De kou bijt in mijn wangen. Ook zonder spiegel weet ik wel dat die inmiddels knalrood zijn, en zo zorg ik voor wat kleur in het landschap.

Er ligt sneeuw, en niet zo’n beetje. Al lopend word ik steeds groter, en ineens loop ik scheef. Het profiel van mijn winterlaarzen verzamelt sneeuw, totdat een te zware klont eraf valt. Schoppend probeer ik dan de andere klont te lossen, waarbij soms de sneeuw door de lucht vliegt. De honden kennen dit al, en concentreren zich op belangrijker zaken als luchtjes en sporen. Goed zichtbaar in de sneeuw, sporen van konijnen, ganzen, eenden en een vos.
Jawel, in “onze” uiterwaarden leeft een vos, en waarschijnlijk zelfs meer dan een. Afgelopen zomer hebben we immers wel drie kleine kopjes onder de grote treurwilg gezien, verscholen tussen de bramen, verraden door hun witte befjes en glimmende oogjes. Totdat moeder met een enkele kef de troep terug naar het hol stuurde, veiligheid voor alles is het devies.

Rechts van mij liggen een paar omgevallen bomen over elkaar heen. Kennelijk was de storm vorige week toch harder dan ik dacht, voor die tijd stonden ze nog.
Het ziet er wel mooi uit, op alle takken ligt een beetje sneeuw en dat glinstert in de zon. Een beweging tussen de takken trekt mijn aandacht. Een groepje konijnen zit daar naar mij te kijken, eentje hopt langzaam een paar meter verder. De konijnen hier zijn onze aanwezigheid gewoon, gaan ons uit de weg maar verdwijnen meestal niet. De honden jagen er niet op en kennelijk beseffen ze dat ze niets te vrezen hebben.

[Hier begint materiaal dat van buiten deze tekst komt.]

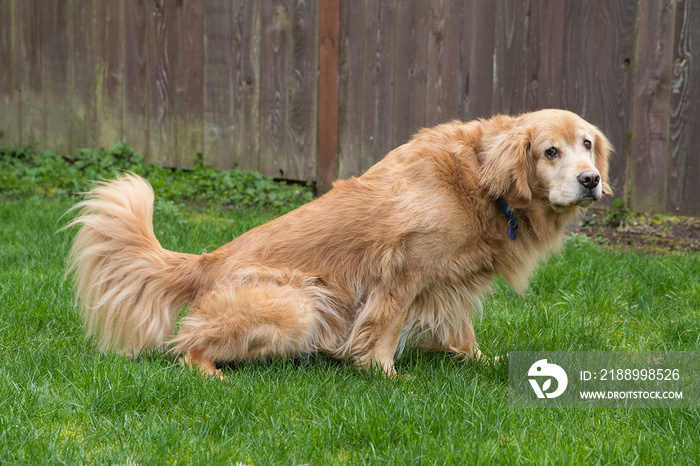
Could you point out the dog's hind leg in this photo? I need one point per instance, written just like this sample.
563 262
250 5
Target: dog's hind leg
244 321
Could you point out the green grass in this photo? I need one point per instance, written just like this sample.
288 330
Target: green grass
63 402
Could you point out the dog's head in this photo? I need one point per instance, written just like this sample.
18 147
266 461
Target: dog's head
551 155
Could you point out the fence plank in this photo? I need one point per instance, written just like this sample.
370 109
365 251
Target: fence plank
350 90
377 104
32 52
163 95
478 42
411 76
444 84
10 76
302 92
58 71
189 83
612 102
651 105
137 75
329 63
582 46
109 87
218 87
83 110
274 69
246 86
510 79
684 170
545 54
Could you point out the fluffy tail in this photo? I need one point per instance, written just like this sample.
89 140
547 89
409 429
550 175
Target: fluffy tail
130 289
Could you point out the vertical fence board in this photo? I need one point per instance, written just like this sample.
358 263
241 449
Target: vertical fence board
511 57
83 110
109 87
651 105
10 76
246 85
58 76
478 42
411 75
444 79
377 105
545 54
611 105
302 92
163 95
582 46
274 68
189 83
136 116
350 88
683 187
329 64
218 86
32 50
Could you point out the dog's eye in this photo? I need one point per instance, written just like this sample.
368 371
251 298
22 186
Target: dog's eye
551 153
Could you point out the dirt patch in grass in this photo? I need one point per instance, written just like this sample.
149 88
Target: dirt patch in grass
656 234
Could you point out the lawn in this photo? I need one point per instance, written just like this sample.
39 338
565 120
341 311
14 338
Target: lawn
61 401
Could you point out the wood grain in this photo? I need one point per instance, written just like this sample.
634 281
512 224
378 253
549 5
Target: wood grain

Op het water schieten een paar meerkoetjes voorbij. Schieten voorbij? De Rijn staat erg laag, waardoor het water in de vaargeul erg snel stroomt en ook de neerstroom tussen de kribben goed zichtbaar wordt. Grappig wel, hoe de diverse vogels daar op reageren. Een fuut duikt onder en komt een heel stuk verder pas weer boven, zwemt naar de neerstroom en drijft terug. Een meeuw gaat te snel om bij een krib te kunnen remmen en vliegt op. Een gans die te ver naar het midden kwam dreigt van zijn groep vandaan te spoelen en peddelt als een bezetene om terug te komen. De fuut was toch slimmer zo te zien.

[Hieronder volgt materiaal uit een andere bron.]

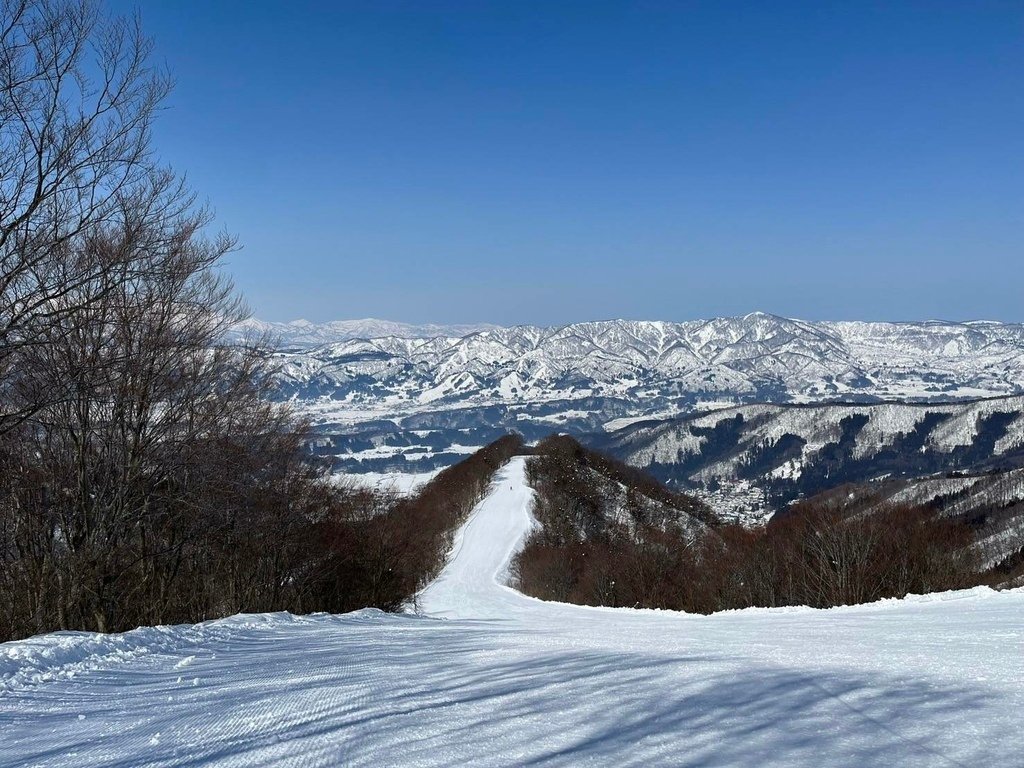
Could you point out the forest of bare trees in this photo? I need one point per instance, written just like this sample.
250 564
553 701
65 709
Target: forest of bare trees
146 476
816 554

Hinkstapschoppend loop ik door het weiland terug. Mooi die sneeuw, maar wel lastig. Ik gooi wat brokjes naar de honden. Snuivend en proestend zoeken zij ze van onder de sneeuw weer op. Met sneeuwneuzen en vrolijke kwispelstaarten hebben ze er duidelijk wel lol in. Hoppa, daar gaat er eentje om, even lekker rollen. Toe maar, de sneeuw is schoon, het mag van mij.
Weer bij de waterkant gekomen hoor ik een schip aankomen. Tegen de stroom in, niet zo snel, het kost hoorbaar moeite om vooruit te komen. Stampend ploetert de Curia voorbij. De schipper zwaait, en ik zwaai terug. Hij is nog wel even onderweg, maar heeft zijn huis bij zich. Ik niet, dus gaan we maar eens.

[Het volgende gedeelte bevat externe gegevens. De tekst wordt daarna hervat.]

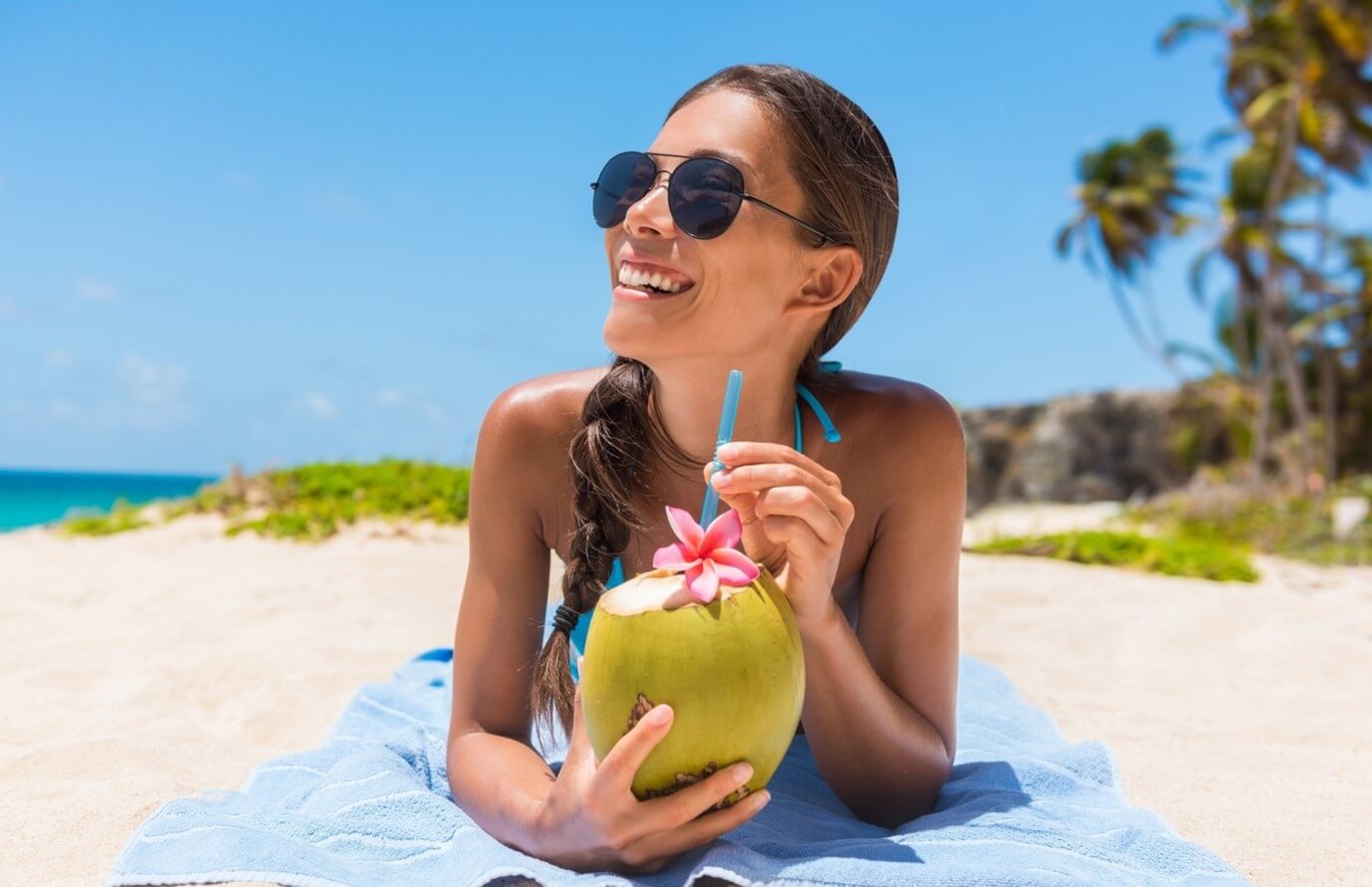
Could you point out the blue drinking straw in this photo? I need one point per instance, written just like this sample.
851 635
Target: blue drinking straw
726 433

Honden in de auto, sneeuw van mijn laarzen geschopt, blij met mijn terreinwagen want ik blijk in een modderige sneeuwhoop te staan, merk ik als mijn achterkant me inhaalt.
Terug naar de geveegde en gezouten wereld, waar de auto’s rechtuit rijden en geen blubber ligt. Nou ja, een beetje, van mijn wielen.
De warmte kleurt nu mijn wangen, alweer rood. De spiegel bevestigt dit.